Targema heard just the applicant’s lawyer, Nnamdi Okere, who painted a picture of “an extreme health emergency” requiring the doctors to be urgently ordered back to work.

The lawyer cited “the recent outbreak of cholera and the ravaging COVID-19 pandemic which has resulted in the death of over 3000 Nigerians.”

Okere in his application wrote;

The strike action amounts to an act calculated to obstruct the smooth running of essential service and therefore callous, ill-conceived, wicked, illegal, unconstitubonal, null and void.

He accused the resident doctors, “classified as essential services workers,” of failing to explore available legal remedies before downing tools on August 2.

According to him, the strike “has now paralysed the entre health sector across Nigeria”, amounting to “a denial” of Nigerians an access to healthcare, and “detrimental” to their right under section 33 of the Nigerian constitution.

The court’s order is needed to halt the strike “to prevent further loss of lives of innocent citizens,” he said.

If the resident doctors were not ordered to resume duties, Okere said innocent Nigerians “will continue to suffer most irreparable losses.”

However, ruling after taking a short break to take a decision, the judge said he would not grant the application, but rather invite the doctors’ umbrella body, NARD, and other parties sued as defendants in the suit to come forward to state their side of the case.

Targema said granting the NGO’s application without hearing the defendants would amount to a breach of their constitutional right to fair hearing.

The affected parties ought to be put on notice,” he said, adding that issuing a restraining order in their absence as requested by the applicant would be “in breach of section 31 of the 1999 Constitution.”

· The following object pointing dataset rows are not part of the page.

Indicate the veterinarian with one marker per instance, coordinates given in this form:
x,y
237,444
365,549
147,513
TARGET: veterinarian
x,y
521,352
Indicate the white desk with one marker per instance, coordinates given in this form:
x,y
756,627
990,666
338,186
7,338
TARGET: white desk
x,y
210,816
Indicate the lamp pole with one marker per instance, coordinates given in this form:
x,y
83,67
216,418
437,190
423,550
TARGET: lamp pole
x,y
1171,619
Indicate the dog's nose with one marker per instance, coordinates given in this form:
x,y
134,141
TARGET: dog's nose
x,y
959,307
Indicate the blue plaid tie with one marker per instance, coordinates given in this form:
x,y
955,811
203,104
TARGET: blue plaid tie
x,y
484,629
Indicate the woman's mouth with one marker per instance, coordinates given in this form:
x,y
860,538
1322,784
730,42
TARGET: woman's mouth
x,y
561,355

The judge therefore ordered that the application and the substantive suit along with other documents filed by the applicant be served on the respondents.

He directed that a proof of service on all the parties must be placed in the court’s file.

Targema, who heard the application as a vacation judge, said the next judge taking turns to sit, would fix a date for hearing.

The defendants sued by the applicants include relevant government ministries and ministers who would not be opposed to its suit challenging the legality of the suit.

Those sued as the main targets of the suit are National Association of Residence Doctors (NARD), its chairman, Uyilawa Okhuaihesuya, and Nigerian Medical and Dental Association (NMDA).

The rest of the defendants are the Minister of Health, the Federal Ministry of Health, the Minister of Labour and Productivity, and the Attorney General of the Federation.